To honour our guest, we throw ourselves into the kitchen, rustling up a very seasonal wild garlic and asparagus risotto. Which is really an excuse to find some delicious spring-like wines from the cellar – cue Sauvignon Blanc in abundance, plus a cheeky English Bacchus. And Peter has a confession for Susie…

Running Order

  • Introduction: 0 – 5.25
  • Interview with Roger Jones of The Harrow at Little Bedwyn: 5.26 – 13.04
  • Wines for wild garlic and asparagus risotto: 14.30 – 25.04
  • END: 25.48

Starring

Featured Wines

  • Mud House Sauvignon Blanc 2019, New Zealand
  • Chapel Down Bacchus 2018, England
  • Dog Point Section 94 2009, New Zealand

Notes

  • In this episode we GIVE THANKS to everyone who continues to support the show. Mainly by tuning in. But also by getting in touch. And particularly the kind people who’ve featured us in the press – like The Daily Telegraph [paywall], The Evening Standard, The Drinks Business and Club Oenologique.
  • Roger Jones muses over his ideal quarantine wine. The 1947 or 1954..?!
  • Other names for wild garlic? Devil’s garlic, gypsy’s onions and stinking Jenny.
  • Please be careful not to confuse wild garlic with Lily of the Valley. The latter is poisonous. The former is only poisonous to vampires.
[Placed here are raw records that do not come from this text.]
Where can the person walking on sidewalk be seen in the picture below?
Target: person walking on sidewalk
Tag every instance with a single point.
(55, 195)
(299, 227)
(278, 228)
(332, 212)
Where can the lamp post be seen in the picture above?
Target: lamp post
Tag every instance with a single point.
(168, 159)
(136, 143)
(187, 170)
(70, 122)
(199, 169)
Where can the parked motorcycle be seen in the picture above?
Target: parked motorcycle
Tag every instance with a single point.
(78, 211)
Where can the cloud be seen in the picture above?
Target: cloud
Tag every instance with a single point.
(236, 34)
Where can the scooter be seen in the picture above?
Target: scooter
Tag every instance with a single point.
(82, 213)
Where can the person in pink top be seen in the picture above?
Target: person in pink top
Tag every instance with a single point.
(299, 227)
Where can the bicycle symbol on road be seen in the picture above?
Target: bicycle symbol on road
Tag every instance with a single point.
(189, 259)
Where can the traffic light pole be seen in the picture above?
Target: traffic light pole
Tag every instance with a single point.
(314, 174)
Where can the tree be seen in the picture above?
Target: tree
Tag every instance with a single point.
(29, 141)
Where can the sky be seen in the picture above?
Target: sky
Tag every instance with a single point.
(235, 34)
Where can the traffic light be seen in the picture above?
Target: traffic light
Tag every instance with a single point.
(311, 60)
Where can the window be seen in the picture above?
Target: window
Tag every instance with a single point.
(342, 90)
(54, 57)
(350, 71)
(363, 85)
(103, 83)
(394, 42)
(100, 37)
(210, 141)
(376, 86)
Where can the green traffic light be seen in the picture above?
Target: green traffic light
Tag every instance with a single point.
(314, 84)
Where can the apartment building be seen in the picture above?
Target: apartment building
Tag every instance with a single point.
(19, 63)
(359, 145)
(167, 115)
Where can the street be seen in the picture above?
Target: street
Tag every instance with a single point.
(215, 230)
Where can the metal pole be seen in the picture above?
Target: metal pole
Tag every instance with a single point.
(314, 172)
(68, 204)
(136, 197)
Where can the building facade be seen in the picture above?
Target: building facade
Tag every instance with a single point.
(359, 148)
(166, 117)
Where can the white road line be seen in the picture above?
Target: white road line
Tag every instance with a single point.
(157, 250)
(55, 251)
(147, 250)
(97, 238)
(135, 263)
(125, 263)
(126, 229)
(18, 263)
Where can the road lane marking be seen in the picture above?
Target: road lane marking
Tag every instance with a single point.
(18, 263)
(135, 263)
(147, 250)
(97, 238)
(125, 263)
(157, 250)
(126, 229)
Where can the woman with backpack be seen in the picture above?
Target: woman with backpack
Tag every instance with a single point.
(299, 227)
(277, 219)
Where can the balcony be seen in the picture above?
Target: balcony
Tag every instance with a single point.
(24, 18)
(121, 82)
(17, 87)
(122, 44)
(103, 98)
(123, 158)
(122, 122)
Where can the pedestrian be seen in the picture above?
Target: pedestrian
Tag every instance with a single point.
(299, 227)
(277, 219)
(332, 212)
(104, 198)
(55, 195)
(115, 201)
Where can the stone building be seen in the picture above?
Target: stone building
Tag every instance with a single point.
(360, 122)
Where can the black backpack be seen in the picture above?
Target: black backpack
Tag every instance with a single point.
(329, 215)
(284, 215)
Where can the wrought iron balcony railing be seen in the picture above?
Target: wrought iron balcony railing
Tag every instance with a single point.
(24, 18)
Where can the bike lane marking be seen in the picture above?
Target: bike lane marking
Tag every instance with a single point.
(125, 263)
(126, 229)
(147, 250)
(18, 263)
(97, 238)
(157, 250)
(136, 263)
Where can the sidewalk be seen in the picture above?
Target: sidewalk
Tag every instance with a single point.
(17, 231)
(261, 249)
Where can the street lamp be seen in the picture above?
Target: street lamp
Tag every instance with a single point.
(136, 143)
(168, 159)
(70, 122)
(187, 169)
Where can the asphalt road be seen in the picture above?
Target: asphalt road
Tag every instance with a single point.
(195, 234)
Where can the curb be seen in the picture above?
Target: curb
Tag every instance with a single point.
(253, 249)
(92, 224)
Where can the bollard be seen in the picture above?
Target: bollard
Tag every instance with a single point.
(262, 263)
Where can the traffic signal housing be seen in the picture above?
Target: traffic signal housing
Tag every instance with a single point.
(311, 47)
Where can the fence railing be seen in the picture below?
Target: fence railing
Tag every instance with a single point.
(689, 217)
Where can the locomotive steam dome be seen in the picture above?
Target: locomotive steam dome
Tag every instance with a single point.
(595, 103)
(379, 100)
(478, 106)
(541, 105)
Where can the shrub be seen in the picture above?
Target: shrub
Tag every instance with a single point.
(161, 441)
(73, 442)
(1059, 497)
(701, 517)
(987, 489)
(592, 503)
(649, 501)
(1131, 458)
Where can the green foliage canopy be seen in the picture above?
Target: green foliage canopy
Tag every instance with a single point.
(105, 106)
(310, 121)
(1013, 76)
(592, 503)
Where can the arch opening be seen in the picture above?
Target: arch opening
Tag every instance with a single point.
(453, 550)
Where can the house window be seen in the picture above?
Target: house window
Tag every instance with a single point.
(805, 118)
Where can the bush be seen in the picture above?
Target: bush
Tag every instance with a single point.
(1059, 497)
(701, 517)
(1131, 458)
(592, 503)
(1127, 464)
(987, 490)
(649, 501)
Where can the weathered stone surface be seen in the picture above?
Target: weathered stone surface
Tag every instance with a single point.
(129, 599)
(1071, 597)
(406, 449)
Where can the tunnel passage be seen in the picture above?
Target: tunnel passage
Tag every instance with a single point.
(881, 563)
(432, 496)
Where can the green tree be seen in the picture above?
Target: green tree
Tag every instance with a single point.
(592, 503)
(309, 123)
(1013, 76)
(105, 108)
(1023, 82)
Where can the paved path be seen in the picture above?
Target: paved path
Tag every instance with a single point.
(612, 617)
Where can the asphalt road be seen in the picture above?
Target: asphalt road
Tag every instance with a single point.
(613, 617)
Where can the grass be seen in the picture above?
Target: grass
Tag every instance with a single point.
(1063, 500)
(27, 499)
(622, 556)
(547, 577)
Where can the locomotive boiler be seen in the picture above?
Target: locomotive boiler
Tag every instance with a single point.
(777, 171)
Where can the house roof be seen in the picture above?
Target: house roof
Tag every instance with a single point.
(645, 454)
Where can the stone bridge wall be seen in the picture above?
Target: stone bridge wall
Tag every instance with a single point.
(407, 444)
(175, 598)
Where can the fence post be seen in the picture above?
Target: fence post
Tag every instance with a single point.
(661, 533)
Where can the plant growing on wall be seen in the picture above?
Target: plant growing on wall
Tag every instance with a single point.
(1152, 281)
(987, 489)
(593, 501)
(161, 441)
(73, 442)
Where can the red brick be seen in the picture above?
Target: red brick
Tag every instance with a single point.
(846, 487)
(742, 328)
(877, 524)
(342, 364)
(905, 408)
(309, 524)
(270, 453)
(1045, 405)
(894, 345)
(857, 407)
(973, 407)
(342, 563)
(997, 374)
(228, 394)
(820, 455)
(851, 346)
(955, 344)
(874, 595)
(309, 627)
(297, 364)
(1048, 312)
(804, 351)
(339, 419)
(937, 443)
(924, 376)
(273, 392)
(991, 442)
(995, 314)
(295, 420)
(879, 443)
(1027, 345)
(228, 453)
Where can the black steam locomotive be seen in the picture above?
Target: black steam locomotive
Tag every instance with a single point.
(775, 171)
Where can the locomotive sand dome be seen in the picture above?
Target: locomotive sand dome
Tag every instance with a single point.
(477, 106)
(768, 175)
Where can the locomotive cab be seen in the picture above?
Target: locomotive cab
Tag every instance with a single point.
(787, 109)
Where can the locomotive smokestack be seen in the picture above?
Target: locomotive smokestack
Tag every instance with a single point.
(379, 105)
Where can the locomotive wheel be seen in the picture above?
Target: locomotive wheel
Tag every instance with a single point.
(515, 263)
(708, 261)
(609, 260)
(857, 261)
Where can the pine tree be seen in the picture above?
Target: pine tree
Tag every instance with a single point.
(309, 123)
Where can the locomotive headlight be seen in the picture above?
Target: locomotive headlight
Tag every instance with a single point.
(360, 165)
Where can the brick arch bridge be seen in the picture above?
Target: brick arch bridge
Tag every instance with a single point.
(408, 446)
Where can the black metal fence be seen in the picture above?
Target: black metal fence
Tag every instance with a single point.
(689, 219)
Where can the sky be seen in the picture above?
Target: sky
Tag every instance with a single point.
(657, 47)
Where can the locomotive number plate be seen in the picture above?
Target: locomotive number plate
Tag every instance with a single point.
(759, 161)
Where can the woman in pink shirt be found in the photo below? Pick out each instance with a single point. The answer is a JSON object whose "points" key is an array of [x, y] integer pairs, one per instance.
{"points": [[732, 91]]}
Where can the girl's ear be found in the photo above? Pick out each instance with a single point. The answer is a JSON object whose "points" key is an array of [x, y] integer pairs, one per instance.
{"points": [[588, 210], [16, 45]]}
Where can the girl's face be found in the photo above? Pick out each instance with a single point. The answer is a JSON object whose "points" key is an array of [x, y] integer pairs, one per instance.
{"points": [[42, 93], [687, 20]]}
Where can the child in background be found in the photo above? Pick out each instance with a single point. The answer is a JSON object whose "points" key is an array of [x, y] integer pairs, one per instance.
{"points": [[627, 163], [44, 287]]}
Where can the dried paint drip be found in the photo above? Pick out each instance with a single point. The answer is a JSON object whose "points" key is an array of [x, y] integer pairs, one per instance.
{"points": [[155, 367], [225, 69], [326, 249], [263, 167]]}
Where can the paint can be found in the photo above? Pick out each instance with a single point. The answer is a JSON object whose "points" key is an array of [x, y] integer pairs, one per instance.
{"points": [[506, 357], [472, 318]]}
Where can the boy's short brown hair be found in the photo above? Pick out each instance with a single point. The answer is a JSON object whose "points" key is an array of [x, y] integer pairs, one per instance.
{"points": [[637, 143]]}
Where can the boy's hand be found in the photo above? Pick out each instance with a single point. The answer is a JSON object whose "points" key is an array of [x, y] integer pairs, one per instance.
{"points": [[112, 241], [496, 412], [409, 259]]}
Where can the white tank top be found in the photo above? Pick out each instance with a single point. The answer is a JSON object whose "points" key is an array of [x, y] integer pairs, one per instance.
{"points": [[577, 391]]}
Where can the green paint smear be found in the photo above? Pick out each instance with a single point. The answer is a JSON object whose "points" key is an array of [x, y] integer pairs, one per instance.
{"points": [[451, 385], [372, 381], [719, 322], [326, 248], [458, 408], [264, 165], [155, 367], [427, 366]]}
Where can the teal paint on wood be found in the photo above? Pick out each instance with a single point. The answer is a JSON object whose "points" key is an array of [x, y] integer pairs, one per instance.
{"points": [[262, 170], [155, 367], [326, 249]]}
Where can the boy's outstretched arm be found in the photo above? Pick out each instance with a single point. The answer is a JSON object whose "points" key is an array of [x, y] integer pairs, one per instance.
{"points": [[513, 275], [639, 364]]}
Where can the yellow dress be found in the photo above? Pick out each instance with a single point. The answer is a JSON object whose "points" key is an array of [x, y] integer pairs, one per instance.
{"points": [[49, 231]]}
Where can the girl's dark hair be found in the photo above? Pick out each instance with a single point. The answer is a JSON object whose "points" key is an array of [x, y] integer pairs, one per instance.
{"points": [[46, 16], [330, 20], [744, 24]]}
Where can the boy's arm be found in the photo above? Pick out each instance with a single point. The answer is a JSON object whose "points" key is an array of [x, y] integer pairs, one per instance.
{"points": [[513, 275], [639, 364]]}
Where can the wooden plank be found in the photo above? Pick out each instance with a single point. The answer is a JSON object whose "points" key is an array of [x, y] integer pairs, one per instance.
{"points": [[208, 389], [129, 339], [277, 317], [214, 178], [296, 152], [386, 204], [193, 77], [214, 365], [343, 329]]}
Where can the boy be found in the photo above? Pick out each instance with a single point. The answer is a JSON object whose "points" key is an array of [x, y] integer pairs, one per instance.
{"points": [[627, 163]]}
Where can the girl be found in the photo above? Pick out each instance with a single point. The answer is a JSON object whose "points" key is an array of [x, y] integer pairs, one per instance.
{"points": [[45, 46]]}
Star on the show with your question!


Recipe

Wild garlic and asparagus risotto

This bright green risotto is full of the joys of spring. If you can’t find wild garlic it also works with a nice home-made, garlicy basil pesto. Feel free to substitute shelled broad beans for the Edamame and broccoli for the peas – in fact any green vegetable you happen to most like. 

Wild garlic and asparagus risotto recipe PDF

Details

  • Prep Time: 10 minutes (pesto) & 10 minutes (risotto)
  • Cook Time: 20 minutes
  • Total Time: 40 minutes
  • Serves: 3-4 as a main course

Ingredients

For the pesto

  • 150g wild garlic
  • 75g Parmesan cheese
  • 50g toasted pine nuts
  • extra virgin olive oil
  • lemon juice (to taste)
  • salt & pepper

For the risotto

  • 1 medium onion or 2 echalion shallots, finely chopped
  • 25 ml olive oil
  • 25g butter
  • 250g risotto rice
  • 75ml vermouth (or white wine)
  • 800ml vegetable stock
  • 8 spears asparagus
  • 100g frozen Edamame beans (de-frosted)
  • 100g frozen peas (de-frosted) 
  • 3 tbsp wild garlic pesto
  • handful of grated Parmesan
  • black pepper

To serve

  • 50g toasted pine nuts
  • grated Parmesan
  • extra virgin olive oil

Method

Begin by making the pesto. Blitz the wild garlic in a food processor until finely chopped (you may need to do this in two blasts, pushing the leaves down in between). Add the pine nuts and Parmesan and blitz again. With the blades still running pour in enough extra virgin olive oil to give you a loose but not too runny pesto consistency. Switch off the processor and add a squeeze of lemon juice (to taste) and a twist of black pepper. You will have more pesto than you need for this recipe and the rest can be kept in the fridge for up to a week.

Prepare the asparagus: cut off c. 5cm of tip & finely slice the middle section into discs; set both aside. Put the woody ends in a pan with the stock & bring to the boil. Turn down to a low heat to keep warm.

In a wide, heavy based pan sweat the onion or shallot in the oil and butter until softened. Add the rice and stir for 2 minutes before adding the vermouth or white wine. When it is absorbed turn the heat down a little and begin to add the stock, a ladleful at a time (make sure you don’t add any of the woody asparagus ends, they’re just there to flavour the stock).  Keep slowly adding the stock, stirring until each addition is absorbed before adding the next. After about 15 minutes you should have a small amount of stock left. 

At this point add the asparagus tips and discs, the Edamame beans and the peas to the risotto, along with the remaining stock. Stir everything together before putting on a tight fitting lid and leaving to cook gently for another 5-7 minutes. The aim is for both the asparagus and the rice to retain a bit of bite.

Remove the pan from the heat and stir through the wild garlic pesto and a handful of Parmesan. Season with a twist of black pepper. Serve in warm bowls, topped with a generous drizzle of extra virgin olive oil and a scattering of pine nuts and Parmesan.